去南方看花,对我来说,并不是一场说走就走的旅行,而是蓄谋已久的事,记不清有多少次来来回回这样的想法。
儿时,邻居家后院有棵桃树,一到春天,满树桃花,红扑扑,粉嫩嫩,很是好看,缀满花朵的枝条横在低矮的土墙上。我喜欢得不得了,又够不着,就拉祖母来,让她扶我坐在墙头,看个够。祖母笑着说女娃娃家怎和男娃一样土匪有野心。我两条腿悬空,左右摇摆,影子在桃花上一晃一晃。不远的桐树、枣树、椿树、槐树的枯枝还未返青,多少有些寂寥惆怅,像久候着什么,但候也不至,天地造物有时序,干我何事偏爱桃,我就爱它一树明媚的生机,又奈何。顺着光亮看它粉的瓣、粉的蕊、粉的丝、粉的柄、粉的子房,满树的粉白在我眼里延伸、再延伸。
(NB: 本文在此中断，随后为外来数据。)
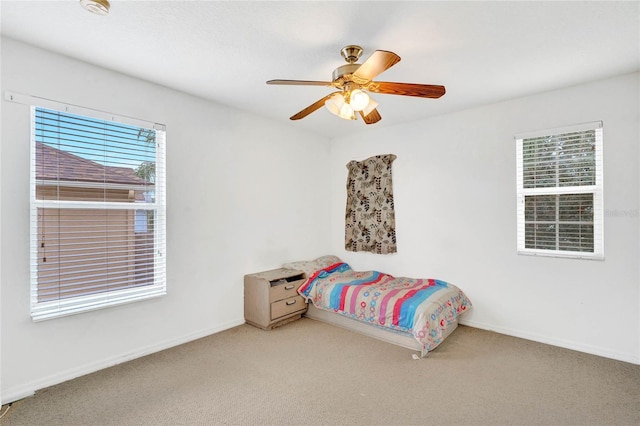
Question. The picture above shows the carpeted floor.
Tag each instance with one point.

因站高,看得远,也看得更粉、更珍贵。不知愁滋味的我想以万年虚度光阴,就这样,与它久久对视。真正迷人的是一个人坐在墙头,看自己怎样从这株旷世的寂静热闹中一点一点慢慢变红。只觉仙人仙境,长日好悠闲。
天黑了,不是纯粹的黑,头顶还有一扇窗,左上角漏着一颗星,微弱的一点光。三月,不是那种彻骨的冷,但母亲还是执意要用她脱了裤子的光腿给我暖被窝,我蜷缩的身体,被母亲的体温一点点焐热,酥油般慢慢融化。
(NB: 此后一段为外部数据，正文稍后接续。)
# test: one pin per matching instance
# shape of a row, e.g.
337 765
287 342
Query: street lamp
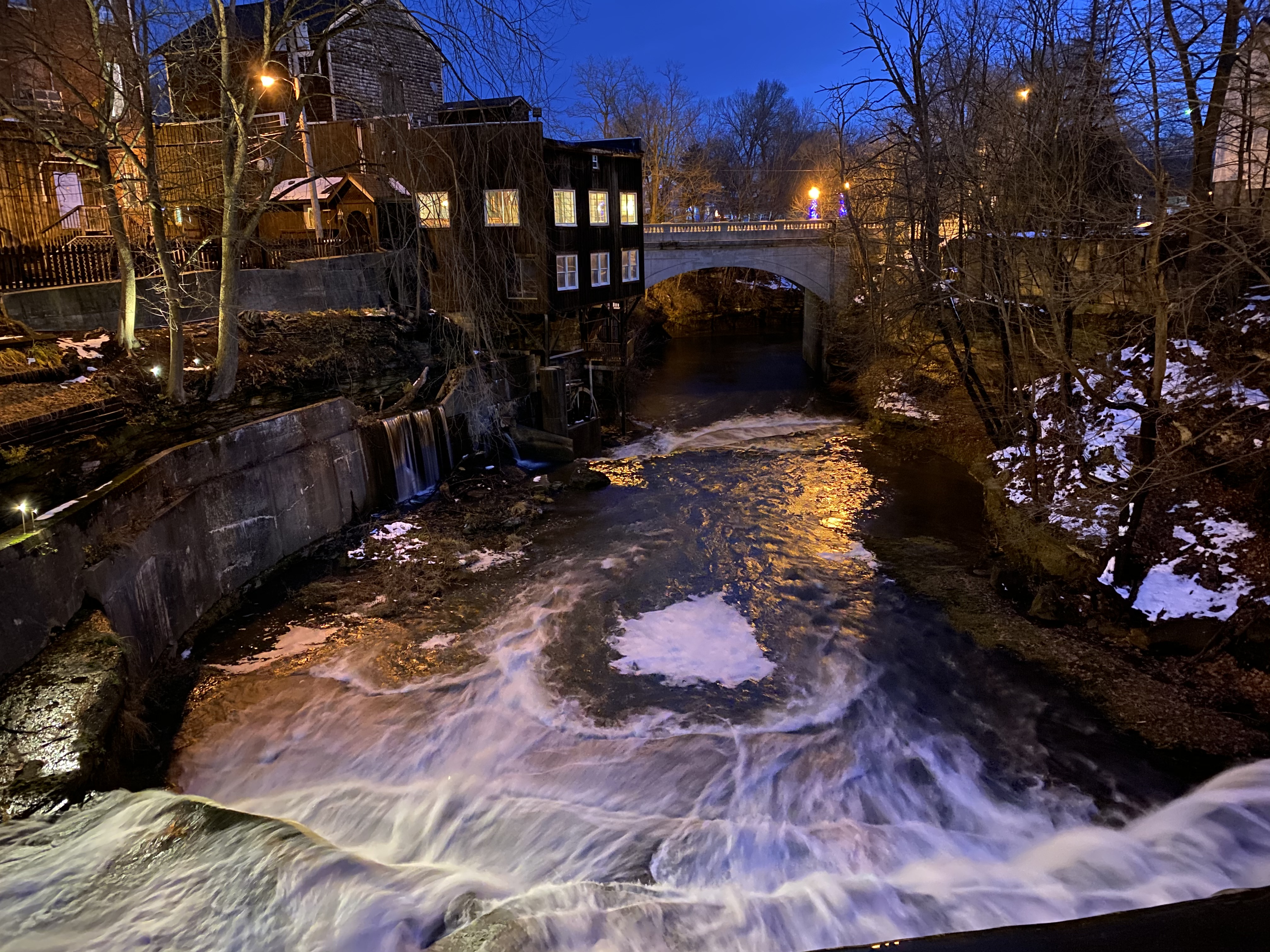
267 81
22 508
我心里装满了桃花,舍不得睡,也睡不着,我闭着眼睛,眼皮一闪一闪,假装睡。母亲看着我,也假装以为我已睡着。听见狗叫声,知道有人来串门了。听见牛的叫声,哞——很长。听见祖母叫猫咪的轻唤声。听见祖父送客人的脚步声。听见后院木门开了又关了的吱扭声。听见桃花放弃昨天一切的憨睡声……
花开的夜晚,平静又祥和。我只是这夜的一部分——渺小、简单、无忧。很快,我如胎儿,沉浸在这夜的子宫里,睡着了。
清凉的晨光打在窗棂上,人还在朦胧中,讨厌的公鸡就一遍遍地叫,持续在人的耳边打鸣,不紧不慢,不大不小,不把人弄醒誓不罢休。似醒非醒的我,伴着打鸣声,又昏昏欲睡了,清梦一场接一场,梦见祖母坐在柴门小院中,在瓦屋冷月下,给我做了顶红帽子,红色轻柔的冒顶上全是桃花,就连垂下的两根细带也绣满桃花,一朵一朵,就像长在上面一样。我激灵一下,醒了。一睁眼,我的枕边果真放了顶粉红色的帽子,和梦中的一模一样,柔软的冒顶,细长的系带,都长满了桃花。一时,我仿佛进入了虚幻之境,真真假假,虚虚实实,我难以辨识。祖母说,醒了,脸上的笑容如一朵微微展开的桃花。我才知道这一切不是梦,是真的。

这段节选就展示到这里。